I suppose I, too, believed him once, in the beginning.

Truthfully, I no longer know if he loves me as much as his ideals, his passion in his work as he hunts down the latest poor soul accused of being a witch-hag, a vampyre, a beast-man – anything that can be claimed as a servant of Evil, a follower of God's eternal enemy. Perhaps, also truthfully, I find myself no longer particularly concerned about my father's love for me.

There can be no love for a man with so much blood on his hands.

I arrive home to the servants' anxious whispers. They immediately fall silent as I close the door, one of them hurrying to relieve me of my cloak and hat. They carefully avoid my gaze until I ask, "What is wrong?"

They glance at each other, deliberately looking away from me until my patience begins to wear thin. Just as I am about to demand an answer, the hoarse, sharp voice of my father's cook comes from the kitchen:

"A new witch has been discovered and convicted."

By claiming she is convicted, then she is already dead.

I frown, walking into the kitchen to look at her directly. "Who was it?"

The cook glances up at me, a plump, grizzled woman with a weathered face and work-weary arms currently dusted with flour up to the elbows, before she looks down at the dough she is rather viciously kneading.

"Mrs. Black's daughter, Annabelle. Your father apparently found signs of Old Scratch in her room. No one knows who gave him her name, or no one is admitting to it – yet."

I stare at her, my stomach dropping. This is the woman who had as good as raised me, teaching me the letters and arithmetic which my father had once taught her when he hired her, while my father shouted and encouraged crowds to follow him in carrying out God's will. Through living with us, she gradually lost the rough, quick accent from the area she had been born in, her tones becoming more like ours. In her, I am reminded that my father was once a good, just man, before his quest to rid England of sin had overwhelmed him.

I remember Annabelle also, a girl two years younger than I, the daughter of our old housekeeper before my father had become suspicious of their family and thrown them out. She had been a kind, sweet girl – I had indeed liked her very much – and she had most definitely not been a witch.

This is when I suddenly begin to lose faith in my own father, and the ideals he preaches.

Oh, the change comes slowly within me. I do not suddenly disagree with everything he endorses – to do such a thing would be the same as inviting his rage and accusations upon me.

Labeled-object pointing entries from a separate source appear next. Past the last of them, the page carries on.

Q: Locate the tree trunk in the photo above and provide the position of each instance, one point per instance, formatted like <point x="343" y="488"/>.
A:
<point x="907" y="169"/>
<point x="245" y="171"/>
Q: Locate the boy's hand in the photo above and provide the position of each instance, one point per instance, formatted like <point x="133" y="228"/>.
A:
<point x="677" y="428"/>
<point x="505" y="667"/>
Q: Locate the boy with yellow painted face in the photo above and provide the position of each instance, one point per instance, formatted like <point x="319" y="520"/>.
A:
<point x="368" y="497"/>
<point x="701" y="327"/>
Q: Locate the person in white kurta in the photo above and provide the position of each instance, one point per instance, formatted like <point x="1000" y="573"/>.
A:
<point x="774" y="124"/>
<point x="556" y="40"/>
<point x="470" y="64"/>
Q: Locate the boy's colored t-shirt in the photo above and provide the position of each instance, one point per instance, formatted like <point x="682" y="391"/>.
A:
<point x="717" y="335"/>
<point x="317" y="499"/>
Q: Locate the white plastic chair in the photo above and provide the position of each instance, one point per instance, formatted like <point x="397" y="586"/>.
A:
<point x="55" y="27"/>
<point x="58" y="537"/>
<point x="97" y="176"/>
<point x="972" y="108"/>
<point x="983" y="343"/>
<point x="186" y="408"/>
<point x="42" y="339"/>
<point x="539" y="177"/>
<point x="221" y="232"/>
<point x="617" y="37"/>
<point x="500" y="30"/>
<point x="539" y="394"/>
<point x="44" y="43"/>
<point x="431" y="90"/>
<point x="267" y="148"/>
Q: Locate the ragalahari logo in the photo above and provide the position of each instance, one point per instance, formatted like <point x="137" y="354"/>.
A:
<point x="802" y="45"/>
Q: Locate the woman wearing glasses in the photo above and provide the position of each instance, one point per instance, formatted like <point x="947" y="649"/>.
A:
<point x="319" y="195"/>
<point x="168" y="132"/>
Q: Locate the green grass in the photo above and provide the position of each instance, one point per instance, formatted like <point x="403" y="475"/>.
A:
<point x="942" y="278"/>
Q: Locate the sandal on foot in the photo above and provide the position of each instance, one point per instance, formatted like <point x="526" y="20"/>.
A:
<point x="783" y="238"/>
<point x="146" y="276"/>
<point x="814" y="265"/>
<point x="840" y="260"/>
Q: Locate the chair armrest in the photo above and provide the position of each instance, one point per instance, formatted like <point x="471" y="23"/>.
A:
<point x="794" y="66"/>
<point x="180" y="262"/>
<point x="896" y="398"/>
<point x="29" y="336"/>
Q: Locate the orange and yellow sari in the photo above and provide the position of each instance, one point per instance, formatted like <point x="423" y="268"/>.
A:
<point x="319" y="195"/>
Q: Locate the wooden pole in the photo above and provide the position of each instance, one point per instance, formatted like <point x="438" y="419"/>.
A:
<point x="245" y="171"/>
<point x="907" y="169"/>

To him, now, anyone and everyone, once our friend or still our friend, can be revealed as a doer of evil... even his own son. Selfish as it may be, I have no desire to be drowned, hung, or burned.

I will not end up as those already caught in my father's trap.

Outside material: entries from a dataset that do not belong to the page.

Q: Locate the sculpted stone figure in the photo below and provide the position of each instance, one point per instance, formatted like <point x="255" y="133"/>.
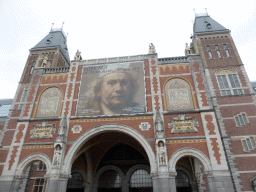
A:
<point x="57" y="154"/>
<point x="113" y="93"/>
<point x="78" y="56"/>
<point x="152" y="49"/>
<point x="44" y="62"/>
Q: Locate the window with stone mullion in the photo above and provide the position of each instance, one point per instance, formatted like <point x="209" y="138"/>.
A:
<point x="229" y="83"/>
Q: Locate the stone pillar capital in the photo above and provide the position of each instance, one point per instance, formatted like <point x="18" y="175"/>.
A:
<point x="19" y="177"/>
<point x="58" y="176"/>
<point x="160" y="175"/>
<point x="208" y="173"/>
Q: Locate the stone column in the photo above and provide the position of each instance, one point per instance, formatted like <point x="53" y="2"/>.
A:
<point x="57" y="183"/>
<point x="211" y="182"/>
<point x="164" y="181"/>
<point x="16" y="183"/>
<point x="89" y="176"/>
<point x="125" y="184"/>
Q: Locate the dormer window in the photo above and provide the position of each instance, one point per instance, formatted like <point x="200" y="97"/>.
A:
<point x="226" y="49"/>
<point x="209" y="51"/>
<point x="218" y="51"/>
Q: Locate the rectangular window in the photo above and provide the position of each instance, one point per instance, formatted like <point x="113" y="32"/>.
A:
<point x="226" y="49"/>
<point x="230" y="84"/>
<point x="209" y="51"/>
<point x="31" y="70"/>
<point x="42" y="166"/>
<point x="219" y="55"/>
<point x="241" y="120"/>
<point x="38" y="185"/>
<point x="24" y="95"/>
<point x="249" y="144"/>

I visit Mrs. Black the next day, keeping my head down and my face hidden. The house is empty, save for the family, when I am admitted, and they all look up in astonishment as I step inside. No one ever visits the family of a convicted witch, following the trial and death; my father's influence is vast and his vengeance strong, and we are all, ultimately, too fond of our lives to defy him.

Their astonishment turns to anger when I lift the brim of my hat and they see my face.

"Why are you here?" they demand, full of fury and fear at the same time. "Have you come to deliver yet another sentence of death upon our family? Has not your father done enough? Leave us!"

For a moment, I am tempted to do just as they say, my fingers tightening around my hat. Then I remember Annabelle, her large eyes and her gentle smile, and I square my shoulders, looking straight into the eyes of her mother.

"I am here of my own accord," I tell her quietly. "My father is ignorant of this and will hopefully remain so. I come to offer my condolences for Annabelle. She... she did not deserve such a death."

I have as good as told them that I no longer believe in my father's doctrine, have as good as admitted that I think him blinded by his own truth. I have admitted that I think he is wrong.

In my father's eyes, I have just damned myself for eternity.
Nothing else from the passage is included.